WavePurity bietet verschiedene Signalanzeigen an: FFT-Spektrum, Oszilloskop. Lissajous. Alle drei dienen der visuellen Beurteilung des Audiosignals durch den Anwender.

Dem Oszilloskop können Sie den aktuellen zeitlichen Verlauf der Signalamplitude entnehmen. Sie sehen also, ob das Signal gut ausgesteuert ist. Weiterhin sehen Sie überlagerte periodische Störsignal in leisen Musikpassagen sehr gut, z.B. ein Netzbrummen als überlagerte Sinuskurve.
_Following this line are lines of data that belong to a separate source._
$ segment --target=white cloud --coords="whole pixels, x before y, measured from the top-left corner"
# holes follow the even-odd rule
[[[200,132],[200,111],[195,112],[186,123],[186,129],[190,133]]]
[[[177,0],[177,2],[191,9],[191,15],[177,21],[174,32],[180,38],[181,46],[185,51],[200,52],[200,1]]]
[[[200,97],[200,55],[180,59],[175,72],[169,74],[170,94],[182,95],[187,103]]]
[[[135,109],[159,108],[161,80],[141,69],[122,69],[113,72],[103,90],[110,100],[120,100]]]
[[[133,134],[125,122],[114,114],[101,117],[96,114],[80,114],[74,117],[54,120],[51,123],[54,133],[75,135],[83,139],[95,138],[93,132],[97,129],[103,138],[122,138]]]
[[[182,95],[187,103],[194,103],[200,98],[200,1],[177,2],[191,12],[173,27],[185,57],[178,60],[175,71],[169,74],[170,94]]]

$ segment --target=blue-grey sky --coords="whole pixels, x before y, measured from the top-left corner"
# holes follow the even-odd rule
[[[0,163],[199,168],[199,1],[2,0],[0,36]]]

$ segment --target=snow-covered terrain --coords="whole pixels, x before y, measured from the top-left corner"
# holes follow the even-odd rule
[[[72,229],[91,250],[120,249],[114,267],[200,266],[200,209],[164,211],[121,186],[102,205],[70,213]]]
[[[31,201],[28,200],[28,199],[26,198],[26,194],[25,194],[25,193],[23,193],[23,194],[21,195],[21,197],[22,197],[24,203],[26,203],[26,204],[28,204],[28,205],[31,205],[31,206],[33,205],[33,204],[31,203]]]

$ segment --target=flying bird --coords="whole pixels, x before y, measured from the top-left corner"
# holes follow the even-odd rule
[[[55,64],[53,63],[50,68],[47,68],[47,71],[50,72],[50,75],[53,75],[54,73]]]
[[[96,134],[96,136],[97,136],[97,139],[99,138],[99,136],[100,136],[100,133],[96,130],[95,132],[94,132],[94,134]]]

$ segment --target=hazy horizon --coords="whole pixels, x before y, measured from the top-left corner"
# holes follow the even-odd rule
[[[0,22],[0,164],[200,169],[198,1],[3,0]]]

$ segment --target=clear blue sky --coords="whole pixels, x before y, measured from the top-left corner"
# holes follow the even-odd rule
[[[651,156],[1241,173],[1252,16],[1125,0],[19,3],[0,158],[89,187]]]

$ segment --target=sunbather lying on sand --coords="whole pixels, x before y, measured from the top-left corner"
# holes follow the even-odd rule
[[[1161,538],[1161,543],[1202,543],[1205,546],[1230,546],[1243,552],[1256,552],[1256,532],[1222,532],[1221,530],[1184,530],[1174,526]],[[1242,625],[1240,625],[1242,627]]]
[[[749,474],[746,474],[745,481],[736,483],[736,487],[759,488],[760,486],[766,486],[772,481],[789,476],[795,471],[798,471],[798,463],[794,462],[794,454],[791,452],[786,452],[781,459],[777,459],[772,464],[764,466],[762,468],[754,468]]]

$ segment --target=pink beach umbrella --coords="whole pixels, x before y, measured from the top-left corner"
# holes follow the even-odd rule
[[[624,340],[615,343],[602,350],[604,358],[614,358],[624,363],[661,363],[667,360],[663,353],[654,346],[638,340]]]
Das FFT-Spektrum ist eine leistungsfähige Anzeige zur Beurteilung der spektralen Anteile des aktuellen Audiosignals, zu deutsch: Sie betrachten einen aktuellen Schnappschuss des Audiosignals in seine einzelnen Tonfrequenzen zerlegt. Für jede Tonfrequenz existiert eine Amplitude. Das FFT-Spektrum zeichnet eine Linie durch alle Tonfrequenz Amplituden. Sie sehen so also zwei Linien (bei Stereo, linker und rechter Kanal), die von 0 Hz bis zur maximalen Frequenz (typischerweise 22050 Hz) verlaufen. Das Spektrum eines normalen Audiosignals zeigt eine leicht abfallende Kurve von tiefen zu hohen Frequenzen. Oft gibt es im Bereich um 16000 Hz bis 20000 Hz dann einen stark abfallenden Verlauf bei vorgefilterten Signalen (z.B. MP3). Sind in diesem Spektrum stark abfallende Verläufe oder gar Einbrüche zu sehen, können Sie daraus die Qualität und Fehler Ihres Abtastsystems des Plattenspielers bzw. die Qualität des PhonoPreAmp und der Soundkarte ablesen.
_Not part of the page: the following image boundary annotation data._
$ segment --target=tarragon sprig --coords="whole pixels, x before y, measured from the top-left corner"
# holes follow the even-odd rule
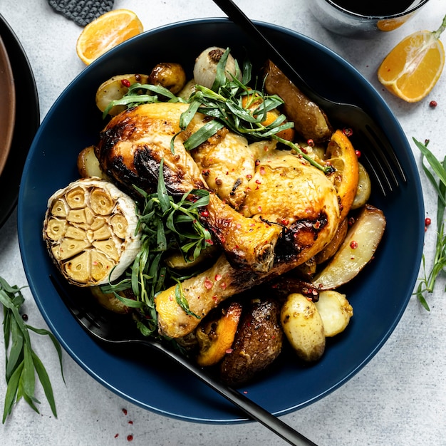
[[[142,94],[143,91],[146,94]],[[128,87],[127,93],[122,98],[110,102],[103,113],[103,119],[107,117],[108,112],[115,105],[125,105],[130,108],[140,104],[160,102],[160,96],[164,98],[164,102],[185,102],[165,87],[136,82]]]
[[[212,244],[211,234],[200,222],[200,209],[209,204],[209,192],[193,190],[175,200],[170,195],[162,175],[162,160],[156,192],[147,194],[135,187],[142,197],[139,203],[137,232],[142,231],[141,248],[126,277],[118,284],[102,287],[104,292],[114,292],[124,304],[136,308],[147,317],[138,328],[145,336],[155,335],[157,316],[155,296],[170,282],[177,282],[176,299],[187,314],[192,315],[182,294],[180,280],[164,262],[172,249],[182,252],[185,259],[195,260],[201,251]],[[191,197],[193,199],[191,200]],[[118,293],[131,289],[136,300],[123,298]]]
[[[51,411],[57,417],[53,388],[46,370],[33,350],[29,331],[38,335],[47,335],[53,341],[59,357],[61,372],[63,378],[62,350],[53,333],[44,328],[28,325],[21,315],[21,307],[25,299],[21,289],[10,286],[0,277],[0,303],[3,306],[3,331],[5,341],[6,370],[7,383],[4,400],[3,421],[11,415],[14,404],[23,398],[38,413],[36,404],[40,402],[34,396],[36,373],[43,388]],[[65,381],[65,380],[64,380]]]
[[[422,153],[422,165],[426,177],[437,192],[437,239],[435,241],[435,254],[434,255],[432,266],[427,274],[425,266],[425,258],[424,254],[422,256],[422,265],[423,276],[420,279],[415,295],[424,306],[430,311],[429,305],[425,295],[426,293],[432,293],[435,287],[435,282],[442,273],[446,269],[446,234],[445,234],[445,209],[446,208],[446,157],[442,162],[439,161],[429,149],[427,149],[428,140],[425,144],[413,138],[413,140]],[[431,170],[424,163],[426,160],[432,169]],[[432,173],[433,172],[433,173]]]
[[[284,100],[277,95],[266,95],[263,89],[249,87],[251,82],[251,64],[244,63],[242,81],[238,79],[239,69],[236,63],[236,73],[226,76],[225,67],[229,48],[227,48],[217,66],[215,81],[211,88],[195,85],[195,92],[189,98],[189,109],[182,113],[180,120],[181,130],[185,130],[190,123],[195,113],[199,111],[214,118],[193,133],[184,142],[187,150],[192,150],[204,142],[219,129],[227,127],[238,135],[246,136],[251,140],[275,139],[284,143],[299,156],[325,173],[331,172],[331,166],[322,165],[306,155],[300,147],[291,141],[277,136],[277,133],[294,126],[286,121],[285,115],[281,114],[272,123],[263,124],[266,113],[277,109]],[[244,103],[244,101],[247,103]],[[251,106],[251,105],[254,106]],[[173,142],[172,142],[173,147]]]

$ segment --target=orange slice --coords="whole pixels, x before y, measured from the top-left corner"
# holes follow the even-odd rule
[[[142,24],[133,11],[114,9],[83,28],[76,43],[76,53],[84,63],[89,65],[110,48],[142,31]]]
[[[359,181],[358,155],[342,130],[336,130],[331,136],[326,158],[326,162],[335,169],[328,178],[338,192],[341,211],[339,221],[341,222],[351,209]]]
[[[195,335],[199,346],[199,365],[213,365],[223,358],[234,343],[241,316],[242,305],[232,302],[217,319],[198,326]]]
[[[418,102],[427,96],[445,65],[445,49],[440,35],[445,27],[446,17],[436,31],[418,31],[401,41],[380,66],[379,81],[407,102]]]

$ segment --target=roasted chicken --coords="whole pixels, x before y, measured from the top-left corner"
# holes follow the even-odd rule
[[[102,132],[95,150],[103,170],[129,194],[133,185],[147,192],[156,190],[161,160],[169,193],[182,195],[194,189],[209,187],[202,172],[183,142],[190,133],[202,125],[204,115],[197,114],[185,132],[180,132],[180,117],[187,104],[144,104],[114,117]],[[212,192],[212,191],[210,191]],[[211,193],[206,222],[228,253],[232,264],[240,268],[268,271],[281,227],[260,219],[247,219]]]
[[[105,173],[128,191],[133,185],[149,192],[156,188],[163,160],[170,193],[210,192],[203,222],[223,254],[207,271],[182,284],[191,311],[202,318],[224,299],[295,268],[323,249],[338,229],[339,205],[322,171],[275,142],[249,145],[224,130],[187,152],[184,141],[209,118],[197,113],[180,133],[180,118],[187,108],[146,104],[114,117],[101,134],[96,155]],[[155,304],[165,336],[184,336],[199,322],[177,303],[175,286],[159,294]]]

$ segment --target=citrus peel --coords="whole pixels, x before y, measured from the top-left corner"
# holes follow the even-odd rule
[[[406,102],[425,98],[437,83],[445,65],[445,49],[440,40],[445,28],[446,16],[436,31],[417,31],[403,39],[380,64],[379,81]]]
[[[129,9],[113,9],[88,24],[76,42],[76,53],[89,65],[100,56],[143,31],[138,16]]]

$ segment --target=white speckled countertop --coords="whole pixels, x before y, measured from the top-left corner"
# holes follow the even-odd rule
[[[445,155],[446,125],[442,125],[446,117],[445,75],[431,94],[417,104],[405,103],[391,97],[383,90],[375,76],[379,63],[403,37],[414,31],[437,28],[446,14],[445,0],[430,0],[421,13],[398,30],[367,41],[342,38],[326,31],[313,18],[303,0],[273,3],[238,0],[237,4],[251,19],[296,30],[341,54],[381,92],[410,140],[413,136],[420,140],[429,138],[430,148],[438,155]],[[190,19],[224,16],[211,0],[115,0],[115,8],[123,7],[135,11],[145,30]],[[0,14],[17,34],[29,58],[43,119],[63,89],[84,68],[75,50],[81,28],[54,13],[47,0],[1,0]],[[431,100],[437,102],[435,109],[429,107]],[[413,149],[419,165],[418,150]],[[421,170],[420,172],[426,214],[435,220],[436,199]],[[404,219],[404,215],[401,218]],[[426,233],[425,253],[428,264],[434,249],[434,226]],[[0,229],[0,276],[11,284],[26,285],[15,212]],[[442,279],[428,298],[430,312],[413,298],[388,342],[362,370],[321,400],[284,415],[283,420],[320,446],[446,445],[444,289]],[[30,323],[46,326],[32,296],[28,290],[24,294]],[[1,349],[3,343],[0,336]],[[12,416],[0,426],[0,444],[4,446],[284,444],[254,422],[232,426],[194,424],[146,411],[103,387],[68,354],[63,355],[64,383],[54,351],[38,343],[36,349],[49,373],[58,417],[56,419],[52,415],[38,389],[37,397],[42,401],[41,414],[21,402]],[[0,369],[4,370],[3,353]],[[2,378],[1,405],[5,388]],[[131,442],[128,435],[133,436]]]

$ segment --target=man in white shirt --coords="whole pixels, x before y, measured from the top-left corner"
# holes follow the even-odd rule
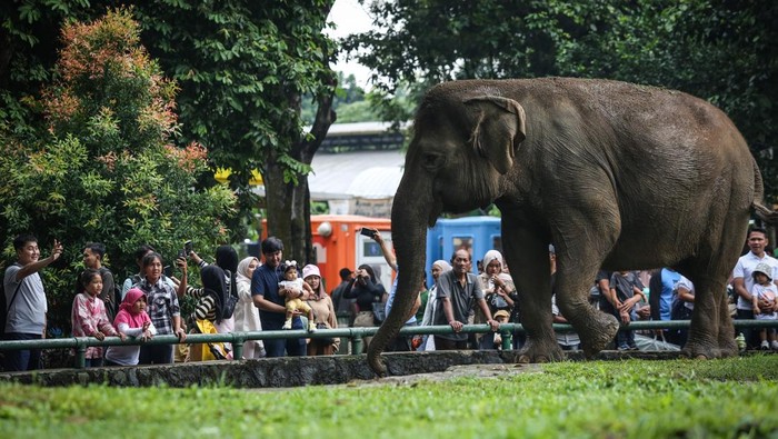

Die Lissajous Anzeige hat Ihren Namen durch die vom Oszilloskop bekannten Lissajous Figuren, die ein Oszilloskop zeichnet, wenn man zwei voneinander abhängige Signale an die Ablenkplatten der Elektronenstrahlröhre anschliesst. Ein solches Verfahren kann man auch zur Beurteilung des Stereoinhalts eines Audiosignals benutzen. Sie müssen sich nur noch vorstellen, dass man das Oszilloskop um 45 Grad verdreht, somit liegen die Ablenkplatten schräg links unten und schräg rechts unten. Nach oben spannt sich dann der Stereo-Raum auf. Sind beide Signale links und rechts exakt gleich, dann bewegt sich der Elektronenstrahl genau in der Mitte des Raumes nur vertikal. Sobald kurzzeitige Stereo Differenzen auftreten, wandert der Elektronenstrahl auch im Raum nach links oder rechts aus. Somit spannt sich bei einem Stereosignal ein gewisses Feld auf, indem sich der Strahl insgesamt bewegt. Je breiter dieses Feld ist, desto mehr Stereoeffekt hat das Audiosignal.